A single sentence, guaranteeing Lucius Krzelewski, friend of Poland, passage from Lwów to Dolina, and return.
The return was a nice touch, he thought. Generous of her. He hadn’t asked for that.
He went directly to the train station, buying a ticket departing the following morning for Lwów, through Oderberg, now called Bohumín, in the nation of Czechoslovakia, just eight months old.
That night he slipped into his father’s study. Both of his parents were out at a reception somewhere in the city, and Jadwiga had been given the week off to visit her family. A menagerie of lances, arquebuses, and bayonets covered one of the walls above a case of handguns. There, among the antique duck’s foot pistols, three-barrel volley guns, and Italian hand cannons was the old service revolver his father had tried to teach him to use when war broke out.
The case creaked as he opened it.
On the shelves built into the walnut paneling, he found an imperial atlas, thumbing through the pages until he found a map of the Carpathians. 1904. But the mountains hadn’t changed. He tore it out. From his father’s hunting kit he took a compass. He’d been lost once. This time he couldn’t take the chance.
Deep in his closet, he found the rucksack and old canteen he’d been reissued on the trains. He ran his fingers over the buckles; despite the months that had passed since he had worn it, he could still recall its weight, the way that snow collected in the seams, the creak when it was loaded. He slipped it over his shoulder. He had almost forgotten this other part of him, unbound from the house on Cranachgasse. This other person, who had spent two years with only what he could carry on his back.

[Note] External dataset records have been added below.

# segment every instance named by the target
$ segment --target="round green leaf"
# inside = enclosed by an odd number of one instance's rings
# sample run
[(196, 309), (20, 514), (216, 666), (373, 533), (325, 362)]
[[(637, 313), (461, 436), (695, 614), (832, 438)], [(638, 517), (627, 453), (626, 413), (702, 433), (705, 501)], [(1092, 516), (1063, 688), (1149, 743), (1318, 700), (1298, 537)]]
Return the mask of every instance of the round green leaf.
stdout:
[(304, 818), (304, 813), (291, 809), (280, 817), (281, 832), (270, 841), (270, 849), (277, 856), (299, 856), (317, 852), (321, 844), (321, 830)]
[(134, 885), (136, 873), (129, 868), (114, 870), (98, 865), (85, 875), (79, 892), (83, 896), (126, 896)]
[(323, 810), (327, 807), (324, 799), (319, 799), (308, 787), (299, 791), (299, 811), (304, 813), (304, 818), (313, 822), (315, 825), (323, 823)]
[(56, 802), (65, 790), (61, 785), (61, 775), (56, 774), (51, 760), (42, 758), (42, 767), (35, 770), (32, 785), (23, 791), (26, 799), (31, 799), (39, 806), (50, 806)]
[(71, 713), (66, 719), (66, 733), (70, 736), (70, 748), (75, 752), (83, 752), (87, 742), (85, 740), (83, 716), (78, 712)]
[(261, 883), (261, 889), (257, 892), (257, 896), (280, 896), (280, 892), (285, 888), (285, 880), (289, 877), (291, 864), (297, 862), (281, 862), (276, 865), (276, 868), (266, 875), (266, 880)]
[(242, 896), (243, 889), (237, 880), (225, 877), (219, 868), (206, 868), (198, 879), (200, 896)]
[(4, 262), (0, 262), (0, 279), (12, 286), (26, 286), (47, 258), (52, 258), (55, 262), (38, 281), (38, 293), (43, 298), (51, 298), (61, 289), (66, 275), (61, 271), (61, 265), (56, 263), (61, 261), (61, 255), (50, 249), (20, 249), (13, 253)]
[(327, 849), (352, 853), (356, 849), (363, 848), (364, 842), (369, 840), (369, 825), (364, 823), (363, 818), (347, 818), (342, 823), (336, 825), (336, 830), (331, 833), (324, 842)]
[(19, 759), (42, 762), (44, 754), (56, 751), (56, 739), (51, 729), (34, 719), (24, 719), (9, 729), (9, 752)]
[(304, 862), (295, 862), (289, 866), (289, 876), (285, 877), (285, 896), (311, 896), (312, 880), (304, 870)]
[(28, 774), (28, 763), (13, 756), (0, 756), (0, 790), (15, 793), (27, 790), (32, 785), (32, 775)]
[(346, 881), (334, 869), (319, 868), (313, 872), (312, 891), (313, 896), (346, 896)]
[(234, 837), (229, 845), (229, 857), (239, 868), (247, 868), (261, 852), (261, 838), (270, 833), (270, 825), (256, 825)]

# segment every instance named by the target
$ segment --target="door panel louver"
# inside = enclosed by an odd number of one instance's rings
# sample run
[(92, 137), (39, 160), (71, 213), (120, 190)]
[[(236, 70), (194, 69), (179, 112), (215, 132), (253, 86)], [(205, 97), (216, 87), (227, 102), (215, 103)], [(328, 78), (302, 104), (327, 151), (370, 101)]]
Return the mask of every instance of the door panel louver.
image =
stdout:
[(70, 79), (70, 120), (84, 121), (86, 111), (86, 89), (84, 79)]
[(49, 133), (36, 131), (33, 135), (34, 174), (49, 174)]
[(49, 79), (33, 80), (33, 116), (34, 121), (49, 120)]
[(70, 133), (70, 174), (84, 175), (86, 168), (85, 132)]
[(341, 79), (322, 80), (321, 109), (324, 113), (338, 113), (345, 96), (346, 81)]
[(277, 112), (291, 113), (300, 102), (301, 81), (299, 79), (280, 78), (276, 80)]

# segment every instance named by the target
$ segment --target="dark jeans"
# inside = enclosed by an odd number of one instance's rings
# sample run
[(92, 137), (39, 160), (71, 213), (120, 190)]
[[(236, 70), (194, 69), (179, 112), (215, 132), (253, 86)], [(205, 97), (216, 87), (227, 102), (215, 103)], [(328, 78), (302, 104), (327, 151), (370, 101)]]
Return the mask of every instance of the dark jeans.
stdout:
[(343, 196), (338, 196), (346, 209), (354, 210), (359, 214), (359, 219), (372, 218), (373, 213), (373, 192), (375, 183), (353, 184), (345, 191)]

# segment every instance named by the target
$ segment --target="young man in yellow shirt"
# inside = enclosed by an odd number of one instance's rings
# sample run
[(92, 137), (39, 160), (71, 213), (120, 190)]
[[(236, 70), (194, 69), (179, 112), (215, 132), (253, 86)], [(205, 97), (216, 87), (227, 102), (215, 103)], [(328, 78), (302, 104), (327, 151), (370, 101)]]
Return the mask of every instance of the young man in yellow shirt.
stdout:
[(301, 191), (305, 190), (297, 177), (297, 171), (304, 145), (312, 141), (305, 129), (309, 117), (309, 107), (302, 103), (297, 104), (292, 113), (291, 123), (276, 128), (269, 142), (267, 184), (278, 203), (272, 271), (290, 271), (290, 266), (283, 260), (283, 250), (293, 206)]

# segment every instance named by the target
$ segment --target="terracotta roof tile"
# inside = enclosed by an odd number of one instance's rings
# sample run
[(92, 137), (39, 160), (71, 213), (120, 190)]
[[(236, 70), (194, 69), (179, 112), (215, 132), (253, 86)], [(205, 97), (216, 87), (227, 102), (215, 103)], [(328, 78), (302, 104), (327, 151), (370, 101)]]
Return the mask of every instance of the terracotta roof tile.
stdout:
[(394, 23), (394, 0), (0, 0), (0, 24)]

From the kitchen: a round of heavy rye, a jar of pralines, and a piece of cheese. From his desk drawer: a stash of kronen, and then, uncertain if he could use Austrian currency in Czechoslovakia or Poland, his boyhood collection of silver coins.
Back in his room, he pored over the map, tracing the knuckles of the hills. Lemnowice was unmarked, but he found Bystrytsya and, following the valley up, the bend in the river where the village perched. From there the thin blue line wound through the green swath of forest. A willow, somewhere there. Two boulders by a riverbank.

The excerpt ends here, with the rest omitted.